The brief concert was a welcome respite for everyone in the hospital, a glorious moment of listening. The rich baritone of Sibulo reverberated throughout the lobby, reminding all Christmas was just around the corner.
At the outset, the young singer established rapport with the audience in the opening two operatic arias, “Papagena, Papagena!” from Mozart’s “The Magic Flute,” and “Riez, Allez, Riez” from Massenets’s “Don Quichotte,” which he rendered with abandon.
In the next oratorio aria, Handel’s “The Tumpet Shall Sound,” sung complete with the opening recitative, the baritone awed the audience with his long Handelian phrasing and brilliant high notes, indicating a secure, dynamic technique.
A meditative mood prevailed with the singer’s rendition of Schubert’s “Ave Maria,” which greatly hushed the audience to intent listening.
The ensemble between him and pianist Sison was handsomely crafted. It underscored superb meeting of the minds, so to speak, that allowed a remarkable fusion of artistry.

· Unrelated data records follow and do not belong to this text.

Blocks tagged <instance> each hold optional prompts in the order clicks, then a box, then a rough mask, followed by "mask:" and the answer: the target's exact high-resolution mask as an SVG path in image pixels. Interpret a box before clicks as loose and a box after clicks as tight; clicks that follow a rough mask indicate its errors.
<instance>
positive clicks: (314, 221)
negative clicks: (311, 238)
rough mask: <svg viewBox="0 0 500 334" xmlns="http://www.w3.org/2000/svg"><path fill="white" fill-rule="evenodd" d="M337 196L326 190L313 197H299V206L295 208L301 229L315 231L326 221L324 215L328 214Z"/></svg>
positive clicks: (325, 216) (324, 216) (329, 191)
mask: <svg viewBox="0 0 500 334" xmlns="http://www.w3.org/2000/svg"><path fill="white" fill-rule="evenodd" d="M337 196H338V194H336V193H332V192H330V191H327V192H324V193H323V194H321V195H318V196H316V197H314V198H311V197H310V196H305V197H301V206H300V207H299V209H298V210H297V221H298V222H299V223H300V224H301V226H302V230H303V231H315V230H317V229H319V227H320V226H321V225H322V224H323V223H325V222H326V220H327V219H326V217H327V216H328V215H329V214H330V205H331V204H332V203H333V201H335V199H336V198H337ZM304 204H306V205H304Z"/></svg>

Yuletide classic standards such as Adolphe Adams’ “Cantique de Noel” and Pietro Yon’s “Jesu Bambino,” were ardently listened to. The audience curiously listened to Gruber’s “Stille Nacht,” without being distracted by the contemporary, irreverent collaborative part played by the piano that totally opposed the traditional flow of the melody.
It was a moment of dialogic accommodation between two opposing voices of the singer and the piano collaborative part.

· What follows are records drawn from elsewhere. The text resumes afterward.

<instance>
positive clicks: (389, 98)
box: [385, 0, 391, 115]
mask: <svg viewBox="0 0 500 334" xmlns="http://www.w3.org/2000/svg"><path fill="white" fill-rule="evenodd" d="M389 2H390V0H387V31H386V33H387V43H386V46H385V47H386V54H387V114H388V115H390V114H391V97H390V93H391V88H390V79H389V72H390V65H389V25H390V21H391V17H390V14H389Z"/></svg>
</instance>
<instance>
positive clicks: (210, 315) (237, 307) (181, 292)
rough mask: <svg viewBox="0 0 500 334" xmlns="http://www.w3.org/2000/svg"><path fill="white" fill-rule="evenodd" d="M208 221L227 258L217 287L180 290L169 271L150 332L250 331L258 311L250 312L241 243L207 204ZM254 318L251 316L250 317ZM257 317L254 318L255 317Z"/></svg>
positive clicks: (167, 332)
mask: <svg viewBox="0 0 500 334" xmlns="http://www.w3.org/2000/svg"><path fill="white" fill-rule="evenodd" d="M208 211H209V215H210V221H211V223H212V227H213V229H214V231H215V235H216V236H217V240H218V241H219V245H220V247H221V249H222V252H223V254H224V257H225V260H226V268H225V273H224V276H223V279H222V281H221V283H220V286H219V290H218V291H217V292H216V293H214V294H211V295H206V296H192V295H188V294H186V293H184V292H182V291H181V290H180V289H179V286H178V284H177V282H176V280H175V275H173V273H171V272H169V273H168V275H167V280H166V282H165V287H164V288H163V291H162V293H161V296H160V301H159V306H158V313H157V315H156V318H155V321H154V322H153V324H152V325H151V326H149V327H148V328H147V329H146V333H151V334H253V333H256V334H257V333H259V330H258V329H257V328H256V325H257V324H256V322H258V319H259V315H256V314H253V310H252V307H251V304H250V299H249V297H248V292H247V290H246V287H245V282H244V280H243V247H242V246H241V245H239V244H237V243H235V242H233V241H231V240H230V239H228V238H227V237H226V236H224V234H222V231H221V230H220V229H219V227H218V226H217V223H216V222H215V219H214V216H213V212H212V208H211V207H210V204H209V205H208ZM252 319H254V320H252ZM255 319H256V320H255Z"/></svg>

The song was sung in three strophes, German, English and Filipino, to the delight of the audience, which afforded Sibulo and Sison with a hearty applause at the end.

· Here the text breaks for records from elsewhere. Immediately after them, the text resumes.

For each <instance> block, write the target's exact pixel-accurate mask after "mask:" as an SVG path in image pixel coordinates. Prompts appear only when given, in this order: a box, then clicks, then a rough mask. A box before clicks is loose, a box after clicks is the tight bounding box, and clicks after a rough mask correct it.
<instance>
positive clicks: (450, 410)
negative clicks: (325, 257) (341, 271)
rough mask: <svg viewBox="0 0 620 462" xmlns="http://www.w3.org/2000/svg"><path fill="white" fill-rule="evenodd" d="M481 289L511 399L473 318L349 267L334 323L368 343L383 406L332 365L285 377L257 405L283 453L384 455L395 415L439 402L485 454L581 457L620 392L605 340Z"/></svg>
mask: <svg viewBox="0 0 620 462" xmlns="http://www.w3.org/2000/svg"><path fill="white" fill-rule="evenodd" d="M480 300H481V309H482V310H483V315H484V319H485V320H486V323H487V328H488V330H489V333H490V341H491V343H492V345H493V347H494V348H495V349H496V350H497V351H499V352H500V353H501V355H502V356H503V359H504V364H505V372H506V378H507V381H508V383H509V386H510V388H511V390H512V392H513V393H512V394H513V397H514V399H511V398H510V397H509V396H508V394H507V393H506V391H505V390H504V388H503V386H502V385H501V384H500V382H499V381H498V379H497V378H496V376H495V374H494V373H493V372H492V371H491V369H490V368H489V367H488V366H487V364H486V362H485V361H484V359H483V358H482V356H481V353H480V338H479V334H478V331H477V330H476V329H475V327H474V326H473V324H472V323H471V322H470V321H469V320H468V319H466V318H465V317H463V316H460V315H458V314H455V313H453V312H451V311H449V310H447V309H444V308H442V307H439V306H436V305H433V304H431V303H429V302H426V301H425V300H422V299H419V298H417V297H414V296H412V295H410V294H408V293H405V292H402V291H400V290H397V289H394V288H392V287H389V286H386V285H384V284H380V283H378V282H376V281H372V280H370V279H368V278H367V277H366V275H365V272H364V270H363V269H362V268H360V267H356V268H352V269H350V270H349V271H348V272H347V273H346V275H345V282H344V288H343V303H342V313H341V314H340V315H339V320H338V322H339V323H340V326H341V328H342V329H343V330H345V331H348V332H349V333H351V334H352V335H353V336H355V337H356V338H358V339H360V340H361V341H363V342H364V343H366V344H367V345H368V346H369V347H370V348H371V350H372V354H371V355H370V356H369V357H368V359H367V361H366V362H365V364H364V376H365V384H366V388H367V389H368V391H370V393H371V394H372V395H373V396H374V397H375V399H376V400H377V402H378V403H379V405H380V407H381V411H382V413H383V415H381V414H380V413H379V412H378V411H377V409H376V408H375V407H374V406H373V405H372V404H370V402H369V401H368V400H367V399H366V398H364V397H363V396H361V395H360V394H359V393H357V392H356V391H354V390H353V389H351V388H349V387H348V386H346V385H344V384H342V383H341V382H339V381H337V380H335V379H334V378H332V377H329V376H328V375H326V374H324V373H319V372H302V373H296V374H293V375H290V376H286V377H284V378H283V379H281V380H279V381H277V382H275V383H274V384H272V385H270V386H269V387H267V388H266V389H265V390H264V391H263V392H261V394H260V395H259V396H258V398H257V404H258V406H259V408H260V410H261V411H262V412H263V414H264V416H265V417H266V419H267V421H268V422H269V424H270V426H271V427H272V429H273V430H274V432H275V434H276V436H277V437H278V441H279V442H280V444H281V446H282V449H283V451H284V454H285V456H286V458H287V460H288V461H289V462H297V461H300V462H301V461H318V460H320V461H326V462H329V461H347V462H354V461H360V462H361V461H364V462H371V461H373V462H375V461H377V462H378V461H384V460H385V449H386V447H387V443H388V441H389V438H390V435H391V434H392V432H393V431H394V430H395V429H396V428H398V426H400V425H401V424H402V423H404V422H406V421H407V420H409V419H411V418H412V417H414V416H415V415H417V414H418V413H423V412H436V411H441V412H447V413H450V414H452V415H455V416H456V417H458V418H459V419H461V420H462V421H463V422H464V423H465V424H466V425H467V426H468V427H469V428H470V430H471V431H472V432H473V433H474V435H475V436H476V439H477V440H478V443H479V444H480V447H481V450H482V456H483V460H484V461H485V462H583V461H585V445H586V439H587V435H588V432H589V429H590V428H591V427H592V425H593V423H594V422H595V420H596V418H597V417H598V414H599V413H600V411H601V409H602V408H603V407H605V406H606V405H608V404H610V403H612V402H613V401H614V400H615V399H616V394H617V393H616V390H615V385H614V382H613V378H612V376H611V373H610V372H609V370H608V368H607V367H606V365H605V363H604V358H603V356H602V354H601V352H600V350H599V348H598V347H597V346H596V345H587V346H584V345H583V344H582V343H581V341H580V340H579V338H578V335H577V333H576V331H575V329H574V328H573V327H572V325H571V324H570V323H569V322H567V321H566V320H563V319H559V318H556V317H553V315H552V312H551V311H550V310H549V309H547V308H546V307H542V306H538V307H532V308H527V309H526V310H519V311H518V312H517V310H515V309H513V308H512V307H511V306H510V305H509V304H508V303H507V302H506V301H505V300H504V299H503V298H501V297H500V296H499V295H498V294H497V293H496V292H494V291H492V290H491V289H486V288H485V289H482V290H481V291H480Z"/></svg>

Much earlier, at St. Andrew’s Theological Seminary Chapel, another concert was held presented by the Asian Institute for Liturgy and Music (AILM) with the combined choirs of AILM and Arwin Tan’s Novo Concertante Choir, in a “Messiah Spectacular,” with guests soloists such as soprano Stefanie Quintin, baritone Rainier Pagkaliwagan, pianist Mary Ann Espina and organist Victor Victorino, guitarist Ferdinand Marquez; with Francisco F. Feliciano and Arwin Tan sharing the baton, and Rev. Tomas Maddela as narrator.
The program was opened with the incantation of “To the Unnamed Light,” a choral setting of Rabindranath Tagore’s text by composer Feliciano.
This made up the first part of the program that included spirituals, classical choral works, contemporary as well as romantic Philippine songs, and carols.
Sison was soloist for Lucio San Pedro’s arrangement of Felipe de Leon’s “Payapang Daigdig” that capped this portion.
The second part consisted of excerpts principally from the Christmas portion of Handel’s oratorio, “The Messiah.” Victor Victorino, on the organ, auspiciously opened the section, playing Bach’s Prelude in A Minor.
It was an absorbing moment listening to the monumental choruses such as “And the Glory of the Lord”; “And He Shall Purify”; “Glory to God”; and the famous “Hallelujah Chorus,” which the composite choirs tellingly rendered, all under the majesty of Feliciano’s conducting.
Soprano Quintin essayed two arias, “Rejoice Greatly, O Daughter of Zion,” and “I Know that My Redeemer Liveth.” Baritone Pagkaliwagan essayed “For Behold, Darkness Shall Cover the Earth.”
Community singing followed with the singing of familiar carols. This certainly was a welcome highlight of the concert, considering that these carols are starting to be less heard now as they were frequently listened to a generation ago. Their melodiousness, simplicity and apt lyrics make them festive songs fit for the celebration of Yuletide.
It certainly was a welcome treat to witness again Feliciano conduct. It was with ease that he conducted the chorus and led the soloists.
There was no mistaking the fact that he more than adequately knew choral music, as he had created voluminous compositions in the genre apart from symphonic and band music and opera, where he had shown equal adeptness.
It is hoped this concert signals Feliciano’s return to the concert stage as conductor.